Hello Perlmonks,
I have a file (hashKey.txt) that I would like to use as a list of hash keys in order to separate data from input files (e.g. testReg.txt).
hashKey.txt
chr10
chr10_random
chr11
chr11_gl000202_random
chr11_random
chr12
chr13
chr13_random
chr14
chr15
chr15_random
chr16
chr16_random
chr17_ctg5_hap1
chr17
chr17_gl000203_random
chr17_gl000204_random
chr17_gl000205_random
chr17_gl000206_random
chr17_random
chr18
chr18_gl000207_random
chr18_random
chr19
chr19_gl000208_random
chr19_gl000209_random
chr19_random
chr1
chr1_gl000191_random
chr1_gl000192_random
chr1_random
chr20
chr21
chr21_gl000210_random
chr21_random
chr22
chr22_h2_hap1
chr22_random
chr2
chr2_random
chr3
chr3_random
chr4_ctg9_hap1
chr4
chr4_gl000193_random
chr4_gl000194_random
chr4_random
chr5
chr5_h2_hap1
chr5_random
chr6_apd_hap1
chr6_cox_hap1
chr6_cox_hap2
chr6_dbb_hap3
chr6
chr6_mann_hap4
chr6_mcf_hap5
chr6_qbl_hap2
chr6_qbl_hap6
chr6_random
chr6_ssto_hap7
chr7
chr7_gl000195_random
chr7_random
chr8
chr8_gl000196_random
chr8_gl000197_random
chr8_random
chr9
chr9_gl000198_random
chr9_gl000199_random
chr9_gl000200_random
chr9_gl000201_random
chr9_random
chrM
chrUn_gl000211
chrUn_gl000212
chrUn_gl000213
chrUn_gl000214
chrUn_gl000215
chrUn_gl000216
chrUn_gl000217
chrUn_gl000218
chrUn_gl000219
chrUn_gl000220
chrUn_gl000221
chrUn_gl000222
chrUn_gl000223
chrUn_gl000224
chrUn_gl000225
chrUn_gl000226
chrUn_gl000227
chrUn_gl000228
chrUn_gl000229
chrUn_gl000230
chrUn_gl000231
chrUn_gl000232
chrUn_gl000233
chrUn_gl000234
chrUn_gl000235
chrUn_gl000236
chrUn_gl000237
chrUn_gl000238
chrUn_gl000239
chrUn_gl000240
chrUn_gl000241
chrUn_gl000242
chrUn_gl000243
chrUn_gl000244
chrUn_gl000245
chrUn_gl000246
chrUn_gl000247
chrUn_gl000248
chrUn_gl000249
chrX
chrX_random
chrY
hashKey.txt give a list of all the possible chromosome values there could be in a given input file
testReg.txt
chr1 100 159 0
chr1 200 260 0
chr1 500 750 0
chr3 450 700 0
chr4 100 300 0
chr7 350 600 0
chr9 100 125 0
chr11 679 687 0
chr22 100 200 0
chr22 300 400 0
testReg.txt is simply a test file I use to test the code.
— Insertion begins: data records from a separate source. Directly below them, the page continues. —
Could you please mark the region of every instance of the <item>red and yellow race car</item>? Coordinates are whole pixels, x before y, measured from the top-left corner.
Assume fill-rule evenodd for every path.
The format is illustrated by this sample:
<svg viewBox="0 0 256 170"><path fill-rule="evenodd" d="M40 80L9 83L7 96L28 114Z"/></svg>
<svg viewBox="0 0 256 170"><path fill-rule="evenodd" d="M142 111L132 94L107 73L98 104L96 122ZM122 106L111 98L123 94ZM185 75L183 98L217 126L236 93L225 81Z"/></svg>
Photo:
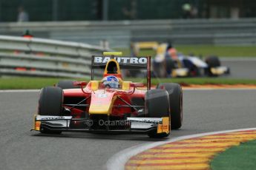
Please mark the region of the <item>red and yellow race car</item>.
<svg viewBox="0 0 256 170"><path fill-rule="evenodd" d="M92 56L89 82L62 81L41 89L33 130L168 136L171 129L182 126L182 88L177 84L159 84L151 89L150 64L150 57L122 57L121 52ZM146 85L125 81L123 69L145 70ZM94 80L102 69L103 76Z"/></svg>

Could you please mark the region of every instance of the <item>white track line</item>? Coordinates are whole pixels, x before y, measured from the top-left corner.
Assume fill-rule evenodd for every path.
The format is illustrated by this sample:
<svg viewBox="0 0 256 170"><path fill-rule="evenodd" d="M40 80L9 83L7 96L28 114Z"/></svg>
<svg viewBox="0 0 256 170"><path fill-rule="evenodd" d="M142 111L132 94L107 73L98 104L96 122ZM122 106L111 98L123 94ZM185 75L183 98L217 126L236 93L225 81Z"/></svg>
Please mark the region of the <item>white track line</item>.
<svg viewBox="0 0 256 170"><path fill-rule="evenodd" d="M39 92L40 89L0 89L0 92Z"/></svg>
<svg viewBox="0 0 256 170"><path fill-rule="evenodd" d="M224 57L220 58L220 61L235 61L235 62L241 62L241 61L256 61L256 57L237 57L237 58L229 58Z"/></svg>
<svg viewBox="0 0 256 170"><path fill-rule="evenodd" d="M188 88L185 91L207 91L207 90L256 90L256 88ZM39 92L40 89L0 89L0 92Z"/></svg>
<svg viewBox="0 0 256 170"><path fill-rule="evenodd" d="M173 142L176 142L176 141L179 141L182 140L190 139L190 138L210 135L217 135L217 134L220 134L220 133L229 133L229 132L246 131L246 130L256 130L256 128L240 129L234 129L234 130L226 130L226 131L213 132L208 132L208 133L195 134L195 135L177 137L168 139L165 141L140 144L137 146L134 146L125 149L125 150L122 150L115 154L107 161L105 167L104 167L104 169L109 169L109 170L125 169L125 163L131 157L145 150L156 147L160 145L163 145L168 143L173 143Z"/></svg>

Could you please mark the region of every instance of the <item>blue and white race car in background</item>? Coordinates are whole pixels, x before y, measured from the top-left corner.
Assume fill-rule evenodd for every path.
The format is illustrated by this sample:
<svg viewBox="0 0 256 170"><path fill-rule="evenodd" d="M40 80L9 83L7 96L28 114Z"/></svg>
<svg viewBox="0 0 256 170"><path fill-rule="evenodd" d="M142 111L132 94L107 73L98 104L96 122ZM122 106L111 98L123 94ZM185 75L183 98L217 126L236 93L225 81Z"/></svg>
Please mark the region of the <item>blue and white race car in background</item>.
<svg viewBox="0 0 256 170"><path fill-rule="evenodd" d="M169 47L168 43L137 42L133 44L131 50L134 53L139 53L143 49L156 51L151 70L156 77L216 77L230 73L230 69L221 66L217 56L209 56L203 60L200 57L177 52L177 56L172 58L167 55Z"/></svg>

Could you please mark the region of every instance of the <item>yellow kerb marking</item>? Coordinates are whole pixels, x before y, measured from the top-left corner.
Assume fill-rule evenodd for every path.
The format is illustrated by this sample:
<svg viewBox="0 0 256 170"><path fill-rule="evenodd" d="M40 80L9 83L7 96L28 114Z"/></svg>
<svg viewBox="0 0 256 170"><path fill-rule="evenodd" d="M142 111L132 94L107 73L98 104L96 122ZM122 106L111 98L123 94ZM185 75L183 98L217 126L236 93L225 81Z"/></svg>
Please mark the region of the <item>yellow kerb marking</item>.
<svg viewBox="0 0 256 170"><path fill-rule="evenodd" d="M256 139L256 130L208 135L148 149L130 159L125 169L209 169L211 159L240 142Z"/></svg>

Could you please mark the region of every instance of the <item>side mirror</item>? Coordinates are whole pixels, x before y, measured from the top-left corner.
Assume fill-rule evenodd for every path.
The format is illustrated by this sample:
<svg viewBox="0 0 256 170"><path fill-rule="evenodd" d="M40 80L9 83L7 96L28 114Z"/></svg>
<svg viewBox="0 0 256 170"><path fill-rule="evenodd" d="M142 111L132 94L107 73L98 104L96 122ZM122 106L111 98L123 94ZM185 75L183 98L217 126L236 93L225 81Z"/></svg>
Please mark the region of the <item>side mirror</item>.
<svg viewBox="0 0 256 170"><path fill-rule="evenodd" d="M132 87L143 87L143 86L145 86L145 85L142 83L131 83L131 86L132 86Z"/></svg>
<svg viewBox="0 0 256 170"><path fill-rule="evenodd" d="M73 83L73 85L74 86L86 86L87 82L86 81L74 81Z"/></svg>

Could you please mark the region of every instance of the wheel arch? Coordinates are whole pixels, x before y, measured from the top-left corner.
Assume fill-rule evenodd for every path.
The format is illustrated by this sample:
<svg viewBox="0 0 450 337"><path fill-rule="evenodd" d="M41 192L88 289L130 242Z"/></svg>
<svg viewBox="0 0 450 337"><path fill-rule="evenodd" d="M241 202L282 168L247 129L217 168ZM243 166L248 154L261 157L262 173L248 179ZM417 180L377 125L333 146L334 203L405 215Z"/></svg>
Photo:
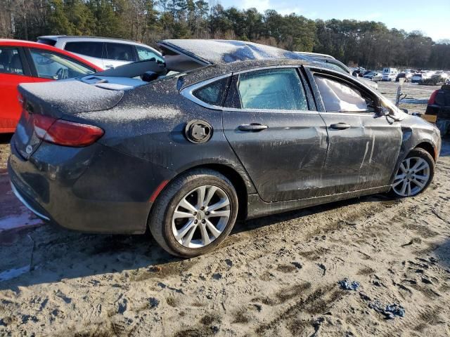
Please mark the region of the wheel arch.
<svg viewBox="0 0 450 337"><path fill-rule="evenodd" d="M188 168L186 168L180 172L178 172L176 176L174 176L170 180L167 182L164 188L162 188L158 196L156 197L154 203L156 202L158 199L160 197L161 194L164 192L167 186L170 185L170 183L176 179L179 176L182 174L186 174L191 171L199 169L199 168L208 168L210 170L215 171L222 175L224 175L226 178L228 178L231 183L233 184L233 187L235 188L236 191L236 194L238 195L238 202L239 205L239 209L238 211L238 219L242 220L245 219L247 217L247 207L248 207L248 194L251 193L251 190L252 186L248 186L248 184L251 182L249 180L245 181L245 178L243 177L241 174L238 172L235 168L231 167L229 165L224 164L218 164L218 163L210 163L210 164L202 164L196 166L193 166L192 167L189 167ZM151 210L150 213L151 213ZM150 214L148 216L150 217Z"/></svg>

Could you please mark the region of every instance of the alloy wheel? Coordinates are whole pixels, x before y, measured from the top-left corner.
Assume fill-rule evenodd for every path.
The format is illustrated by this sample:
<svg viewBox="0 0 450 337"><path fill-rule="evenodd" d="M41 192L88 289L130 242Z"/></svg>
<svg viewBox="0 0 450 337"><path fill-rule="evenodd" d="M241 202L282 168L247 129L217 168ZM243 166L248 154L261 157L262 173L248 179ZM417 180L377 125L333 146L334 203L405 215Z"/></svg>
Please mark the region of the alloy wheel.
<svg viewBox="0 0 450 337"><path fill-rule="evenodd" d="M230 200L222 189L200 186L186 194L175 207L172 234L185 247L202 248L220 236L230 215Z"/></svg>
<svg viewBox="0 0 450 337"><path fill-rule="evenodd" d="M423 158L406 158L400 164L392 189L401 197L411 197L423 190L430 180L430 165Z"/></svg>

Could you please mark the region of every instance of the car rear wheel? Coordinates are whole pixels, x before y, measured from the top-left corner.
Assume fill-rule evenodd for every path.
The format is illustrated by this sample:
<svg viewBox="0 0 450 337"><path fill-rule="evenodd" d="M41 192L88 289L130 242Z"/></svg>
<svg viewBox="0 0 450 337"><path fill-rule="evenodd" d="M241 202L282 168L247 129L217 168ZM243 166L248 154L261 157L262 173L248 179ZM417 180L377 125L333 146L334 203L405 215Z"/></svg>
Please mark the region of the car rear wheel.
<svg viewBox="0 0 450 337"><path fill-rule="evenodd" d="M390 193L397 197L413 197L425 191L435 174L435 161L425 150L413 150L400 164Z"/></svg>
<svg viewBox="0 0 450 337"><path fill-rule="evenodd" d="M152 207L148 227L172 255L191 258L207 253L230 233L238 214L238 197L230 180L209 169L176 178Z"/></svg>

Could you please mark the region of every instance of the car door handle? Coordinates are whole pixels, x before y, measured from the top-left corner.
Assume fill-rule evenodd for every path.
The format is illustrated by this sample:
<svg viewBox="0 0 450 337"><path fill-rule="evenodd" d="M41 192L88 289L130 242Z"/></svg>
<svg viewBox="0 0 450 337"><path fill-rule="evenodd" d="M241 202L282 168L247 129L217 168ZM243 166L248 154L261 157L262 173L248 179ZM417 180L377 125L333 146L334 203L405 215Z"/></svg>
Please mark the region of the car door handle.
<svg viewBox="0 0 450 337"><path fill-rule="evenodd" d="M266 125L259 124L258 123L252 123L250 124L242 124L238 126L240 131L258 132L268 128Z"/></svg>
<svg viewBox="0 0 450 337"><path fill-rule="evenodd" d="M351 127L347 123L338 123L336 124L331 124L330 126L331 128L334 128L335 130L345 130L346 128L349 128Z"/></svg>

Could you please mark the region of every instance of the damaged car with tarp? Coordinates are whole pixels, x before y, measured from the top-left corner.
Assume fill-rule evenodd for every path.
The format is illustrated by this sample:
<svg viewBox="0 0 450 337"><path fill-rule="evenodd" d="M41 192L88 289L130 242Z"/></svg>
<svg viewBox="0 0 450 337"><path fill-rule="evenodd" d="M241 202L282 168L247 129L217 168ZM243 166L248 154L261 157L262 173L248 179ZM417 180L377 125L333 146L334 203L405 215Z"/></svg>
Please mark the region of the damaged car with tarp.
<svg viewBox="0 0 450 337"><path fill-rule="evenodd" d="M349 74L250 42L165 40L165 62L24 84L13 190L77 230L210 251L248 219L431 183L435 126Z"/></svg>

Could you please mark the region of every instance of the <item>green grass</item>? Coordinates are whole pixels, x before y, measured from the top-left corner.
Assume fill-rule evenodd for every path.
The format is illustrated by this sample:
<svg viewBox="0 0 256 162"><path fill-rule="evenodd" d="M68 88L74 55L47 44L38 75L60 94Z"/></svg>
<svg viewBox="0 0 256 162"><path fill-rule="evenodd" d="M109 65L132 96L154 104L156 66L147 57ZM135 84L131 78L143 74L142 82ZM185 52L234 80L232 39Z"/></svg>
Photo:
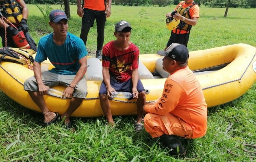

It includes various chromosome values along with 3 other columns of data.
My code so far:
#!/usr/bin/perl
use warnings; use strict;
my (%Chr, %R);
my (@key_split, @reg_split);
my ($reg_line);
open(KEY, "<hashKey.txt") or die "error reading key list";
open(REG, "<testReg.txt") or die "error reading file";
while (<KEY>) {
chomp;
@key_split = split("\n");
$Chr{"$key_split[0]"} = $key_split[0];
}
while (<REG>) {
chomp;
@reg_split = split("\t");
#$R{"$reg_split[0]"} = ($reg_split[0], $reg_split[1], $reg_split[2
+], $reg_split[3]);
$R{"$reg_split[0]"} = $reg_split[0];
}
foreach my $key (keys %Chr) {
if(exists($R{$key})){
print ("$R{$key}\n");
}
}
close(KEY);
close(REG);
So far, my code prints out all of the chr values in common between hashKey.txt and testReg.txt. What I would like it to do is to print each line to a separate file designated by each chromosome. For example:
chr1.out
chr1 100 159 0
chr1 200 260 0
chr1 500 750 0
chr3.out
chr3 450 700 0
chr4.out
chr4 100 300 0
chr7.out
chr7 350 600 0
chr9.out
chr9 100 125 0
chr11.out
chr11 679 687 0
chr22.out
chr22 100 200 0
chr22 300 400 0
From there I can use each separated file to sort what I need to. I suppose my main problem is trying to figure out how to have the hash variable point toward the unique line. Is what I am trying to accomplish even possible with hash table given that the key could be used for multiple lines? My main goal is to just separate each chr from the input file (testReg.txt) into separate files. If you have any suggestions please let me know.